Romania Blacklists Polymarket as Illegal Gambling Amid $600M Election Bets

13 hour ago

Romania's National Office for Gambling (ONJN) has blacklisted the prediction market platform Polymarket, labeling it an unlicensed gambling operation operating outside state oversight. The decision, announced in early November 2025, was driven by a surge in crypto-based betting during Romania's presidential and local elections, where trading volumes reportedly exceeded $600 million.

ONJN President Vlad-Cristian Soare stressed that the move is "not about technology, but about the law," emphasizing that whether bets are made in lei or cryptocurrency, they qualify as gambling and must be licensed. The regulator identified Polymarket's model as "counterpart betting," where users wager against each other on future events, with the platform taking a commission, and cited violations including lack of fiscal reporting, player protection mechanisms, and Anti-Money Laundering (AML) oversight.

Romanian internet providers are now required to block access to Polymarket. This action parallels global regulatory challenges; in 2022, the U.S. Commodity Futures Trading Commission (CFTC) fined Polymarket for operating unregistered derivatives markets, forcing it to block American users, and regulators in Belgium, France, Poland, Singapore, and Thailand have imposed similar restrictions.

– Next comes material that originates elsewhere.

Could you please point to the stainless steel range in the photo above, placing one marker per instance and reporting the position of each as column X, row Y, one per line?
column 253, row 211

Despite these setbacks, Polymarket has continued to expand, recently securing a $2 billion investment from Intercontinental Exchange, parent company of the New York Stock Exchange, valuing the firm at around $9 billion. The platform is preparing to resume limited trading in the U.S. by the end of November 2025, focusing initially on sports-related markets, following its acquisition of derivatives exchange QCX and a no-action letter from the CFTC.